Barring significant emissions reductions, U.K.'s national science academy sees engineering to remove greenhouse gases or absorb less solar radiation as a way to combat climate change.

Candace Lombardi
In a software-driven world, it's easy to forget about the nuts and bolts. Whether it's cars, robots, personal gadgetry or industrial machines, Candace Lombardi examines the moving parts that keep our world rotating. A journalist who divides her time between the United States and the United Kingdom, Lombardi has written about technology for the sites of The New York Times, CNET, USA Today, MSN, ZDNet, Silicon.com, and GameSpot. She is a member of the CNET Blog Network and is not a current employee of CNET.
Candace Lombardi
2 min read
Royal Society

Geoengineering is not a last resort, but the next necessary step to recalibrate the Earth's climate unless carbon emissions are significantly reduced in the near future, the Royal Society, the U.K.'s national academy of sciences, announced Tuesday.

"It is an unpalatable truth that unless we can succeed in greatly reducing CO2 emissions we are headed for a very uncomfortable and challenging climate future, and geoengineering will be the only option left to limit further temperature increases," John Shepherd, chair of the Royal Society's geoengineering study and a professor of Earth system science at the University of Southampton, said on behalf of the group.

The report "Geoengineering the climate: Science, governance and uncertainty" (PDF) urged carbon emissions reduction as the primary means of halting climate change. But it looked at geoengineering--engineering the environment on a large scale to purposely manipulate the world's climate--very seriously.

In past years, geoengineering has been thought of an as option of last resort, but the Royal Society asserted that some of the safer geoengineering techniques, like aggressively planting forests, could be implemented currently in conjunction with carbon reduction efforts.
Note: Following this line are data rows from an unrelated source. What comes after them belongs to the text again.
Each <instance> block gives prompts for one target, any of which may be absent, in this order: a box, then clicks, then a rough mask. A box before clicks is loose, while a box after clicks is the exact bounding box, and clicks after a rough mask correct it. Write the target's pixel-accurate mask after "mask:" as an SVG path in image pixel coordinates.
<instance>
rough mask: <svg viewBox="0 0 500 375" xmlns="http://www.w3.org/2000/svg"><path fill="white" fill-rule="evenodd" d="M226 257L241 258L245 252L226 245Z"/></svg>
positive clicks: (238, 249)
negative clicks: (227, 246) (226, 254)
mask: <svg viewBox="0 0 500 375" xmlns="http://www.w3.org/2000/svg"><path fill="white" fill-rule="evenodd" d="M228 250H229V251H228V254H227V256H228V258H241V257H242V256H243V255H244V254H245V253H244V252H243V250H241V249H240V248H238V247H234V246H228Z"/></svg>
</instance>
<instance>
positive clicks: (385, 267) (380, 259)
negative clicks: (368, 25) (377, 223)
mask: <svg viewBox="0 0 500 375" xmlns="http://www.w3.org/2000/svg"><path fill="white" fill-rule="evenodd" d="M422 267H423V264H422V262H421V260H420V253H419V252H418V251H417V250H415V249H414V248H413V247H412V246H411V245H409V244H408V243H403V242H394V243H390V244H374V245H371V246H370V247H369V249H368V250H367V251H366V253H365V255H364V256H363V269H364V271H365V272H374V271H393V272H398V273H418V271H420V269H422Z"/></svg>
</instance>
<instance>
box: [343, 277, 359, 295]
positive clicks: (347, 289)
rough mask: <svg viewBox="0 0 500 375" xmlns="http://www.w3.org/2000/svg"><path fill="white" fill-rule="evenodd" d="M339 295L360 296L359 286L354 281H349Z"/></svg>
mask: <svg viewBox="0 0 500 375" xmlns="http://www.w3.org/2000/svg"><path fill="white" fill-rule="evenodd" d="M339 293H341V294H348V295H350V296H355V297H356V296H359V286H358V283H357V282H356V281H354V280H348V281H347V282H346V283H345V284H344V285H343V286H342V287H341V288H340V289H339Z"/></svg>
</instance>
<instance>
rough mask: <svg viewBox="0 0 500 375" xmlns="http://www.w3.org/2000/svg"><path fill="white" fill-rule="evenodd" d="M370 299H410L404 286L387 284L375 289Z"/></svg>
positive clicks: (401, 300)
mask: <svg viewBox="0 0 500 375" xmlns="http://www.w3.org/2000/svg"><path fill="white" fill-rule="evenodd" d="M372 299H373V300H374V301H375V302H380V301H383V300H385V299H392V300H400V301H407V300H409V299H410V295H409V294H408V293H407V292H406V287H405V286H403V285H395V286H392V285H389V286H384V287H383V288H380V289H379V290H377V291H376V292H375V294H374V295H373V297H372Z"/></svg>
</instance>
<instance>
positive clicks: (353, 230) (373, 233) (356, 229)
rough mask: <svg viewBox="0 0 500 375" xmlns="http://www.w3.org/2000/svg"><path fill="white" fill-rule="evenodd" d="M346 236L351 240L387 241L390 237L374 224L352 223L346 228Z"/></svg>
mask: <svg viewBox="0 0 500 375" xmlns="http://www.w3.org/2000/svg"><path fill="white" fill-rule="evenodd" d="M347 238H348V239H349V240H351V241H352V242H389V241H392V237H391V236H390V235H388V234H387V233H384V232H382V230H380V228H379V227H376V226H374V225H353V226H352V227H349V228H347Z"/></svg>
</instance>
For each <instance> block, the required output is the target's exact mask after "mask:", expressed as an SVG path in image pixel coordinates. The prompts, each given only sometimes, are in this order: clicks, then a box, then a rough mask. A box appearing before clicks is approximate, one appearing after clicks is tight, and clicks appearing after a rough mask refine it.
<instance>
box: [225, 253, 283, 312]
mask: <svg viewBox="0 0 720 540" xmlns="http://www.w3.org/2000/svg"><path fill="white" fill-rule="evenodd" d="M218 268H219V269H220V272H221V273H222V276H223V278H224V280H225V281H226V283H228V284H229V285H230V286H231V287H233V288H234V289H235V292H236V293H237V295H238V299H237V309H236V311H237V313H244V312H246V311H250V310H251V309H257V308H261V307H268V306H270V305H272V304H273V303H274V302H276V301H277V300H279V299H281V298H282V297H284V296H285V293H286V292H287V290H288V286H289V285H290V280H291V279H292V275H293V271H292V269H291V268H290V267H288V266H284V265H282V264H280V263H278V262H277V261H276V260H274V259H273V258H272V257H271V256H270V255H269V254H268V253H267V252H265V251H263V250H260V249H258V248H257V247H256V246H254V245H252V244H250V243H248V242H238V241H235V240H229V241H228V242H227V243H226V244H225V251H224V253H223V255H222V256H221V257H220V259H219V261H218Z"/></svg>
Since geoengineering has the potential to affect people on a global scale, the group further recommended that an international organization like the U.N. Commission for Sustainable Development begin developing policies and a means for resolving anticipated geoengineering political conflicts.

"Assuming that acceptable standards for effectiveness, safety, public acceptance and cost were established, why should appropriate geoengineering options not be added to the portfolio of options that society will need and may wish to use to combat the challenges posed by climate change?" said the report.

With that in mind the group evaluated the safety, expense, effectiveness, and quickness of deployment for projects falling under two main classes of geoengineering: carbon dioxide removal (CDR) and solar-radiation management (SRM).

CDR, efforts to remove greenhouse gases from the atmosphere, included things like afforestation, encouraging plankton growth, and carbon capture and storage in the form of burying carbon-rich biomass or using biochar for fuel.

The SRM suggestions for manipulating the Earth so that it absorbs less solar radiation included more seemingly far-out options like painting all roofs white to reflect sunlight, placing thousands of space mirrors in near-Earth orbits to reflect sunlight, and spraying aerosols into the stratosphere.

The group said it generally favored CDR projects over SRM because they involved processes closer to natural occurrences, while the side effects of SRM projects are unknown and therefore more dangerous.